Roche, the manufacturer of saquinavir (Invirase), announced yesterday that it will share its know how about making the drug with any pharmaceutical manufacturer in sub-Saharan African and other Least Developed Countries that wants to begin making the drug for use as a second-line HIV treatment. Roche’s technology transfer programme will begin in the second quarter of 2006 subject to approaches from interested companies.
Roche already has a policy of non-enforcement of patent rights for HIV medicines in least developed countries, which means that no action would be taken against any company that wanted to copy saquinavir or nelfinavir. The company has also pledged not to file patents on new HIV/AIDS medicines in least developed countries and sub-Saharan Africa.
However yesterday’s announcement is the first attempt by a manufacturer in the HIV field to give away the know how to make copies of its medicines, and has important implications for all other companies that hold patents on protease inhibitors.
“We are sharing the technological expertise we have in making protease inhibitors. This should give manufacturers the skills to make other HIV medicines as they choose, and Roche is attaching no conditions [to the technology transfer]”, said Maria Vigneau of Roche.
“Patents are not in place for other second-line treatments, so it’s up to these companies to decide how to use this technology in making other protease inhibitors.”
Saquinavir is recommended as a second-line HIV treatment in combination with low dose ritonavir (Norvir) in resource-limited settings by the World Health Organization.
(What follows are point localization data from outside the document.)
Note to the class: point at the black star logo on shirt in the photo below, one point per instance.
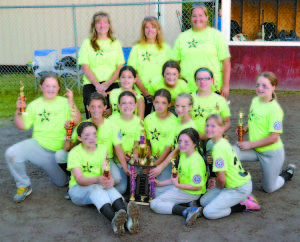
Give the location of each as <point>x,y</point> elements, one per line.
<point>115,107</point>
<point>146,56</point>
<point>99,52</point>
<point>199,112</point>
<point>87,167</point>
<point>44,116</point>
<point>155,134</point>
<point>192,44</point>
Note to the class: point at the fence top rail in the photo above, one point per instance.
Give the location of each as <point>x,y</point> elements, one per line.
<point>103,4</point>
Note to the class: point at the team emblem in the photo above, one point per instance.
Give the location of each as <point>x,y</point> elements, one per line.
<point>277,125</point>
<point>197,179</point>
<point>219,163</point>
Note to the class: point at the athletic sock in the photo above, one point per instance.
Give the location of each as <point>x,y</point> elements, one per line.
<point>180,210</point>
<point>286,175</point>
<point>107,211</point>
<point>238,208</point>
<point>118,204</point>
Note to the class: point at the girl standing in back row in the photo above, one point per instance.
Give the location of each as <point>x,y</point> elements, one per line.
<point>264,127</point>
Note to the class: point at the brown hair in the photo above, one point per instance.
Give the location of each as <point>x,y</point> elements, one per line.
<point>272,78</point>
<point>159,36</point>
<point>163,93</point>
<point>202,6</point>
<point>50,75</point>
<point>97,16</point>
<point>171,64</point>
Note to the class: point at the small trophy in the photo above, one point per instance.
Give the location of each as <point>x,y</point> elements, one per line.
<point>70,126</point>
<point>22,98</point>
<point>174,170</point>
<point>107,167</point>
<point>132,184</point>
<point>240,126</point>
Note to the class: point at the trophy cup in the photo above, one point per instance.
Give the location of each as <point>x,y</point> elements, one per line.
<point>174,170</point>
<point>107,167</point>
<point>22,98</point>
<point>240,126</point>
<point>70,126</point>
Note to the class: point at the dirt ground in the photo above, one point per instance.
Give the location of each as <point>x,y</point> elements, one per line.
<point>47,216</point>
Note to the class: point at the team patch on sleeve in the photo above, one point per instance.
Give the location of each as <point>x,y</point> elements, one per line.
<point>219,163</point>
<point>197,179</point>
<point>277,125</point>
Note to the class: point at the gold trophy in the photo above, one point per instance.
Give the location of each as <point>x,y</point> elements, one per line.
<point>70,125</point>
<point>174,170</point>
<point>22,98</point>
<point>240,126</point>
<point>107,167</point>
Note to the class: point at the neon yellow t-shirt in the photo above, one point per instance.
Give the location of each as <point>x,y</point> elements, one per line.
<point>148,61</point>
<point>48,121</point>
<point>207,48</point>
<point>107,134</point>
<point>192,171</point>
<point>89,163</point>
<point>160,133</point>
<point>129,131</point>
<point>205,106</point>
<point>104,62</point>
<point>114,99</point>
<point>159,83</point>
<point>225,160</point>
<point>264,119</point>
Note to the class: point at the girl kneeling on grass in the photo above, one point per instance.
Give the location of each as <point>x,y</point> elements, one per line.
<point>86,162</point>
<point>189,183</point>
<point>47,115</point>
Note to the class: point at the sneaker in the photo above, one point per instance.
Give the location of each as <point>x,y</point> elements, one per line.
<point>67,196</point>
<point>290,169</point>
<point>192,215</point>
<point>133,212</point>
<point>22,193</point>
<point>251,203</point>
<point>118,222</point>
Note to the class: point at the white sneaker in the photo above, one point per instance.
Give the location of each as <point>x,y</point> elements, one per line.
<point>118,222</point>
<point>133,214</point>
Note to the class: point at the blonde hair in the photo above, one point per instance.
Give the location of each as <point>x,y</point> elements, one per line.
<point>159,37</point>
<point>272,78</point>
<point>96,18</point>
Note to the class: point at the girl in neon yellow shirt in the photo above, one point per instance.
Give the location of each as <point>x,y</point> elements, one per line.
<point>161,128</point>
<point>232,192</point>
<point>101,58</point>
<point>170,81</point>
<point>47,115</point>
<point>203,46</point>
<point>189,183</point>
<point>107,135</point>
<point>89,184</point>
<point>127,76</point>
<point>148,56</point>
<point>265,126</point>
<point>207,102</point>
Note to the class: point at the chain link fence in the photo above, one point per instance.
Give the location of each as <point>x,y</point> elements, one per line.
<point>265,20</point>
<point>31,32</point>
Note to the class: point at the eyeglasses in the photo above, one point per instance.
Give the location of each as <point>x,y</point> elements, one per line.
<point>150,18</point>
<point>204,79</point>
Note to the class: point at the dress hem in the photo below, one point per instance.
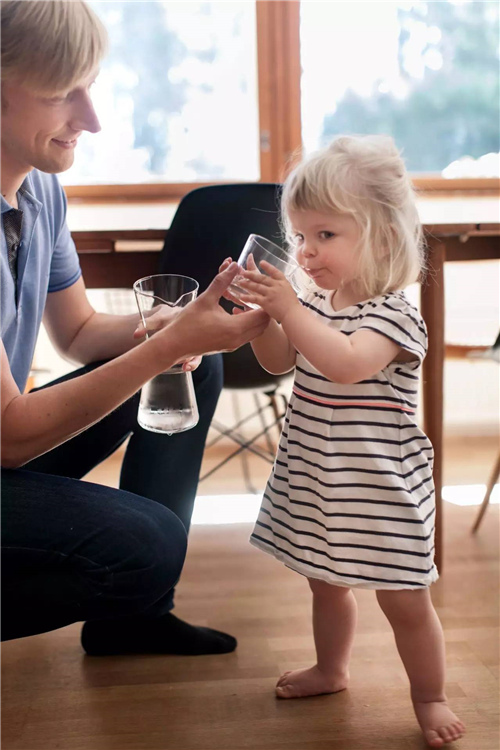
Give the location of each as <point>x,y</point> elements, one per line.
<point>337,580</point>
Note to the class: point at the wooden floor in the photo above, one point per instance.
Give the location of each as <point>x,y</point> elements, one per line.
<point>56,698</point>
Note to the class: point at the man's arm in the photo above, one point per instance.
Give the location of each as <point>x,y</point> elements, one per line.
<point>83,335</point>
<point>34,423</point>
<point>274,351</point>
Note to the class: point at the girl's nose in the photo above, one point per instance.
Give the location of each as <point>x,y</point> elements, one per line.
<point>308,249</point>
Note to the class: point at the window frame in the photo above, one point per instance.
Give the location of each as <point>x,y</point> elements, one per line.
<point>280,135</point>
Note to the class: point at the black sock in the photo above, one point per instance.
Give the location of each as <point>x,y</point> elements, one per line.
<point>165,634</point>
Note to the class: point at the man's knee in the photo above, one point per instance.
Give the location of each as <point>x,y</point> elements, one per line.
<point>153,553</point>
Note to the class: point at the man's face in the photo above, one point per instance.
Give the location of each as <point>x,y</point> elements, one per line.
<point>41,130</point>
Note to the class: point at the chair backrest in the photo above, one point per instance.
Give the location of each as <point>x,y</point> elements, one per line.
<point>211,224</point>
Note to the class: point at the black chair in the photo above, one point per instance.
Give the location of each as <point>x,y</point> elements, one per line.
<point>211,224</point>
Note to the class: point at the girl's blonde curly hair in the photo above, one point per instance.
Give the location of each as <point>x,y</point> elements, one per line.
<point>365,177</point>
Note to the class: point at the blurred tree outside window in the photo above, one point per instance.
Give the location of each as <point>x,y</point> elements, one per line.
<point>426,73</point>
<point>176,95</point>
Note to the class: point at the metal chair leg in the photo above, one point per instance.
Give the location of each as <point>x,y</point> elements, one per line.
<point>486,499</point>
<point>243,455</point>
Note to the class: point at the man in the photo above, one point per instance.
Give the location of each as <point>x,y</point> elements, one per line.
<point>72,550</point>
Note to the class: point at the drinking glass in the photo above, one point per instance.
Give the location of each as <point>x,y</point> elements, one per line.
<point>262,249</point>
<point>168,401</point>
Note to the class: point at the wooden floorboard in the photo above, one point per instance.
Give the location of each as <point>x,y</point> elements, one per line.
<point>55,697</point>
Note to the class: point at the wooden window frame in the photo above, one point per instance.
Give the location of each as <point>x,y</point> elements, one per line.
<point>278,75</point>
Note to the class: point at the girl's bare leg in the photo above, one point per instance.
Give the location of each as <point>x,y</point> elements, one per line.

Although ritonavir is sold at a no-profit price by manufacturer Abbott Laboratories, the drug is unpatented in all African countries. All second-line protease inhibitor-based therapies are reliant on ritonavir as a booster.
However, the development of a generic version of ritonavir at a price lower than Abbott’s current offer of $83 for a year’s supply of the drug as a booster dose would require substantial economies of scale and highlights the chief problem for the development of cheap second-line therapies: the need for large, predictable volumes in order to bring prices down.
In contrast with the first-line antiretroviral market, where volumes can be predicted with reliability, the second-line market is beset with uncertainty because no one knows what proportion of patients are likely to need second-line treatment over any given period of follow-up. Estimates are based on rates of failure seen in cohorts from South Africa and Kenya, and vary from 5-30% of patients after two to three years of treatment.
Other protease inhibitors that might be used in second-line treatment are Kaletra (lopinavir/ritonavir), which is offered to least developed and sub-Saharan countries at $500 a year by Abbott Laboratories, Reyataz (atazanavir) boosted with ritonavir, and Telzir or Lexiva (fosamprenavir) boosted with ritonavir. Atazanavir and fosamprenavir are not yet recommended by the World Health Organization for second-line use in resource-limited settings because they are too new to have been used in Africa or Asia, and because their use is currently restricted due to a lack of differential pricing of the products (manufactured by Bristol Myers-Squibb and Glaxo SmithKline respectively).
Roche's announcement does not cover middle-income countries like Thailand, Russia or the Latin American nations.